The governor spoke to reporters at the Jacob Javits Convention Center in New York City. The sprawling complex that is normally home to trade shows and annual events such as ComicCon is being converted into four 250-bed hospitals by the U.S. Army Corps of Engineers.
Cuomo welcomed the help, but warned that the state will need even more hospital beds than initially projected.
New York has 53,000 regular beds and 3,000 intensive care unit ones. Officials have been saying for the past week that hospital capacity needs to increase to 110,000 beds. Cuomo raised that projection on Tuesday to 140,000 regular beds and approximately 40,000 intensive care unit beds. The ICU beds would be the ones equipped with ventilators.

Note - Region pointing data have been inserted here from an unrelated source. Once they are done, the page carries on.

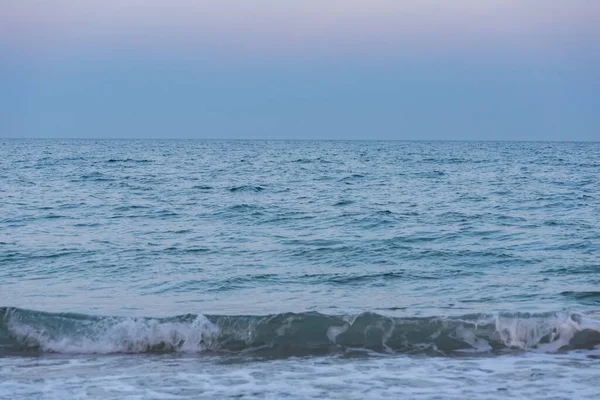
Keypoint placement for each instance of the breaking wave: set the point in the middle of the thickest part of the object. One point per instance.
(294, 334)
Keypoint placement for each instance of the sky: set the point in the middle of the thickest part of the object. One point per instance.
(309, 69)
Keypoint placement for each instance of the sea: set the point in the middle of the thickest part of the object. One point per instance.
(257, 269)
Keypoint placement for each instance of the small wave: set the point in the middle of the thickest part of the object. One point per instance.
(127, 160)
(246, 188)
(293, 334)
(584, 297)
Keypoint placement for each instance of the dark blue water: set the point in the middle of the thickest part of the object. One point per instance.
(459, 263)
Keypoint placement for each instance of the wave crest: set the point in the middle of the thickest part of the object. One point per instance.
(292, 334)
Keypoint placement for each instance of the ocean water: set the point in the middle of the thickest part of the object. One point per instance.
(299, 269)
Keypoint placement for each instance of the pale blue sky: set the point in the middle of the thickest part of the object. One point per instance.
(495, 70)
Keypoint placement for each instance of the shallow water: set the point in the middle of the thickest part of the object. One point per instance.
(270, 269)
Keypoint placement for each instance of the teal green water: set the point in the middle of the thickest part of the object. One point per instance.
(348, 254)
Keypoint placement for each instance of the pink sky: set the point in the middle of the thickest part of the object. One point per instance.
(292, 26)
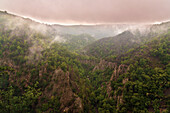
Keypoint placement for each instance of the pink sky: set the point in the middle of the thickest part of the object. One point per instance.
(90, 11)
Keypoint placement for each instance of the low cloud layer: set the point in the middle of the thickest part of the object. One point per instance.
(91, 11)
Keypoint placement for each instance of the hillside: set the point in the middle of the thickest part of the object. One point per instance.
(124, 41)
(76, 73)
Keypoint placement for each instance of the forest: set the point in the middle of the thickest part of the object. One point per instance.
(127, 73)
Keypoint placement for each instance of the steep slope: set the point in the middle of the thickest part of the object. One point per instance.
(113, 45)
(126, 40)
(137, 81)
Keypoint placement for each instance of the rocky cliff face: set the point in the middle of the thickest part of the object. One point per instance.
(62, 85)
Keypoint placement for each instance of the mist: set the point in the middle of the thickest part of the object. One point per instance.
(90, 11)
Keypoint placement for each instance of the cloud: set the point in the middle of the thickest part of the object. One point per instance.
(91, 11)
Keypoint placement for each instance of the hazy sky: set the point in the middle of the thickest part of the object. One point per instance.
(90, 11)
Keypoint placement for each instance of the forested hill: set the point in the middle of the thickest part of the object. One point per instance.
(42, 72)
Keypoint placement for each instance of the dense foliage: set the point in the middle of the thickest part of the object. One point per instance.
(38, 74)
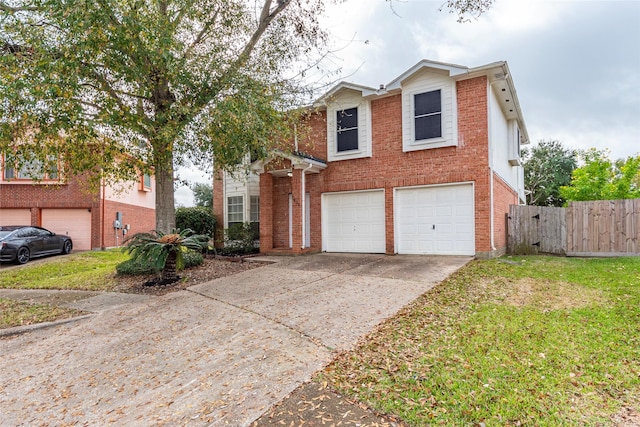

"Those are troubling and astronomical numbers and … are higher numbers than had been previously projected," Cuomo said.
On Monday, he signed an order directing hospitals to expand their capacity by 50%, but his goal is 100% where possible.
Appeal for federal assistance
The urgency of the situation was made clear by the governor's tone.
For the past week, Cuomo has gone out of his way to strike a conciliatory tone with the White House, but on Tuesday he unleashed his anger and frustration with what he sees as a too-slow and ineffective response from the federal government, especially on the state's request for thousands of ventilators for the sickest patients.
"The federal government has 20,000 ventilators or thereabouts in the federal stockpile," Cuomo said. "You have 20,000 ventilators in the stockpile; release the ventilators to New York. How can we be in a situation where you can have New Yorkers possibly dying because they can't get a ventilator, but a federal agency saying, 'I'm going to leave the ventilators in the stockpile.' Have we really come to that point?"
Cuomo described New York and its virus response as the test case for the rest of the nation.
"Where we are today, you will be in three weeks or four weeks or five weeks or six weeks," he said. "We are your future, and what we do here will chart the course for what we do in your city and in your community."
He said New York would send the federal ventilators to other states as their cases peak and his state stabilizes, as well as deploy health care workers and experts to share the information they have learned in tackling the crisis.
"Let's help each other," he said. "After the curve breaks in New York, let's all rush to whoever is second, and then let's all rush to whoever is third, and let's learn from each other and help each other."
Cuomo also indirectly criticized President Donald Trump's remarks on Monday about lifting restrictions soon to get the economy moving. While Cuomo has said he is planning for a restart of his own state's economy, he cautioned that you cannot accelerate the economy at the cost of human life.
"Job One has to be save lives," he said.
The governor urged refining the public health strategy into one that is also an economic strategy.
He said his team would be looking at testing people to who have recovered from the virus to see if they possess antibodies to make them immune from the illness, as well as young people who are less affected by the virus.
He said those individuals would be the ones to be in the frontline of ramping the state's economy back up, while protecting vulnerable populations.
"Don't make us choose between a smart health strategy and a smart economic strategy," Cuomo said. "We can do both and we must do both."